Übergabe der Informationstafel „Erinnern für die Zukunft“ an die Öffentlichkeit
Elmshorn. Am diesjährigen Weltflüchtlings- und Migrationstag, dem 20. Juni, wird die Informationstafel „Erinnern für die Zukunft“ um 14.00 Uhr am Eingang der St- Nikolai-Kirche auf dem Alten Markt der Öffentlichkeit übergeben. Neben den Mitgliedern der Arbeitsgemeinschaft Stolpersteine für Elmshorn, werden der Stadtrat Herr Moritz, die Leiterin der Koordinierungsstelle Migration Allegra Tekleab, sowie Herr Seiler, Sponsor und Vorstandsmitglied der Sparkasse Elmshorn, anwesend sein.
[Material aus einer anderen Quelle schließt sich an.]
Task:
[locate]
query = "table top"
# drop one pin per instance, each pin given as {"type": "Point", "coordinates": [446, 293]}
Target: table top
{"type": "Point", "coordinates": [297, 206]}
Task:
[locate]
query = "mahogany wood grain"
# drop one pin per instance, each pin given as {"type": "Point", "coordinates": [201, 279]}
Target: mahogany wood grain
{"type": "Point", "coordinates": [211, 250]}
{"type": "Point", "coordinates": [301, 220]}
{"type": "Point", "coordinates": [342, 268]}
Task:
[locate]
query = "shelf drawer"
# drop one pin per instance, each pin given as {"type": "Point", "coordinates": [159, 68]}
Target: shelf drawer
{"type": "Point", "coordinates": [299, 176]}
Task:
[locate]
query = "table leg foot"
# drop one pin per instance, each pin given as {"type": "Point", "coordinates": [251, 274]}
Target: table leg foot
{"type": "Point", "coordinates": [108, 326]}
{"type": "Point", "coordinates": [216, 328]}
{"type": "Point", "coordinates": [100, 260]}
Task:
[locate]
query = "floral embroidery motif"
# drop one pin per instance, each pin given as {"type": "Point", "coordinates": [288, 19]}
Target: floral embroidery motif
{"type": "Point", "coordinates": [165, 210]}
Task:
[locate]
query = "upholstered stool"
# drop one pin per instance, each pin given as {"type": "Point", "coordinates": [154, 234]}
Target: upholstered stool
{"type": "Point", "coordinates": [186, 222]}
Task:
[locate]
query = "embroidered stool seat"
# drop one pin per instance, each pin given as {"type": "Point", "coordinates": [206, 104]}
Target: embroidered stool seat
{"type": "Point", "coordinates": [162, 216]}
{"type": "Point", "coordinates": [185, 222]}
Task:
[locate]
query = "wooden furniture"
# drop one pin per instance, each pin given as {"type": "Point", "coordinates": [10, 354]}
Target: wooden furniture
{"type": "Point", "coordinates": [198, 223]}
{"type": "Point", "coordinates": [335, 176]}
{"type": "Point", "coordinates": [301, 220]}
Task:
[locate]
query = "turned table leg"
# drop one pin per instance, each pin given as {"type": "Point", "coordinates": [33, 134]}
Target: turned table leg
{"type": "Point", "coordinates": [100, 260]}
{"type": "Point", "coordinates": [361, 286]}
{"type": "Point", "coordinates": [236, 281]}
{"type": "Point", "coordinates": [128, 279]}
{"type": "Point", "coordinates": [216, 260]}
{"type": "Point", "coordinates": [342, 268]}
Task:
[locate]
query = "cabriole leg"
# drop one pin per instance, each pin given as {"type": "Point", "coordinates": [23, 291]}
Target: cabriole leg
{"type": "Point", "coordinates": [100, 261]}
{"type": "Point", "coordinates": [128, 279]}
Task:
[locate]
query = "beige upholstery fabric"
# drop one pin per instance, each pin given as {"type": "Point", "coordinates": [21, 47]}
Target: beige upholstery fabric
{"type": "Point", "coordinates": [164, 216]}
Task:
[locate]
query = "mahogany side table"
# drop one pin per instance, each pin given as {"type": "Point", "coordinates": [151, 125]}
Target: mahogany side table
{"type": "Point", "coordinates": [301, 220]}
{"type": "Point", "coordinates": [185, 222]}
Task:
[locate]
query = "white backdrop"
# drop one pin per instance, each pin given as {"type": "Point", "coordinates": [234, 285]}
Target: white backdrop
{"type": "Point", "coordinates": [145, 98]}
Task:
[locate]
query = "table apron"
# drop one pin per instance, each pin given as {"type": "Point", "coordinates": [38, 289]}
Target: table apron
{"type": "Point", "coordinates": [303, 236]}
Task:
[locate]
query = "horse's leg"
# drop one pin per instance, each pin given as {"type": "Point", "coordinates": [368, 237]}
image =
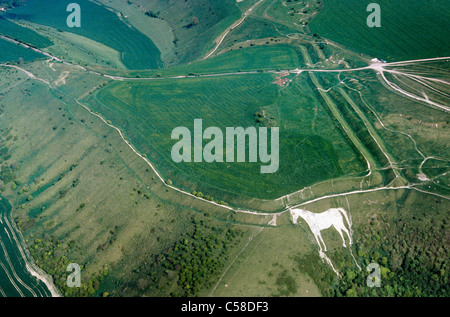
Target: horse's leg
{"type": "Point", "coordinates": [321, 239]}
{"type": "Point", "coordinates": [339, 229]}
{"type": "Point", "coordinates": [318, 242]}
{"type": "Point", "coordinates": [348, 234]}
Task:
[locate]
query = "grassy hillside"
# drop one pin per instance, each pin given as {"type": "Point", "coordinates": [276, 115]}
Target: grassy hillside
{"type": "Point", "coordinates": [195, 23]}
{"type": "Point", "coordinates": [99, 24]}
{"type": "Point", "coordinates": [410, 29]}
{"type": "Point", "coordinates": [23, 34]}
{"type": "Point", "coordinates": [10, 52]}
{"type": "Point", "coordinates": [148, 111]}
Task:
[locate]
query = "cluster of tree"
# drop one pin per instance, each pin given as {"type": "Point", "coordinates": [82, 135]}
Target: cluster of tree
{"type": "Point", "coordinates": [191, 263]}
{"type": "Point", "coordinates": [54, 256]}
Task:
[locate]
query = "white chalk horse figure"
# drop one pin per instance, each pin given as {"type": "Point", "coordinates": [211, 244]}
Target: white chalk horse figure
{"type": "Point", "coordinates": [320, 221]}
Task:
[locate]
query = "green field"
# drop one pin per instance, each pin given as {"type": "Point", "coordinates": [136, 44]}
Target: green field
{"type": "Point", "coordinates": [310, 150]}
{"type": "Point", "coordinates": [137, 50]}
{"type": "Point", "coordinates": [23, 34]}
{"type": "Point", "coordinates": [410, 29]}
{"type": "Point", "coordinates": [10, 52]}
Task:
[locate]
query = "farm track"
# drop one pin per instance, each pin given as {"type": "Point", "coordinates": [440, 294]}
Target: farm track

Die Veranstalterinnen und Veranstalter würden sich sehr freuen, wenn Sie durch Ihre Anwesenheit ein Zeichen gegen Diskriminierung und Rassismus setzen.
Der diesjährige Weltflüchtlings- und Migrationstag, der sich zum 100. Male jährt, steht unter dem Motto „Jeder Flüchtling hat eine eigene Geschichte“. Der hohe Flüchtlingskommissar der Vereinten Nationen (UNHCR) schreibt in seiner offiziellen Stellungnahme: „Wenn UNHCR wie jedes Jahr am 20. Juni 2014 die aktuellen Flüchtlingszahlen veröffentlicht, sind wieder traurige Negativrekorde zu erwarten. Durch Krieg und Gewalt in Syrien, Zentralafrika und anderswo wird wieder von Höchstständen bei Binnenvertriebenen, Flüchtlingen und Asylsuchenden zu berichten sein. Doch in der Debatte um Zahlen und Kontingente werden häufig die Menschen hinter den Zahlen und ihre persönlichen Geschichten vergessen.“
Weltweit sind weit über 40 Millionen Menschen auf der Flucht – manche sind Flüchtlinge, andere suchen Asyl oder sind durch Konflikte in ihrem eigenen Land vertrieben worden. Doch jeder hat eine eigene Geschichte; Geschichten von Gewalt und Verlust, aber auch von Mut und Hoffnung. Das sind 40 Millionen Geschichten, die es sich zu erzählen lohnt, denn jede ist einzigartig.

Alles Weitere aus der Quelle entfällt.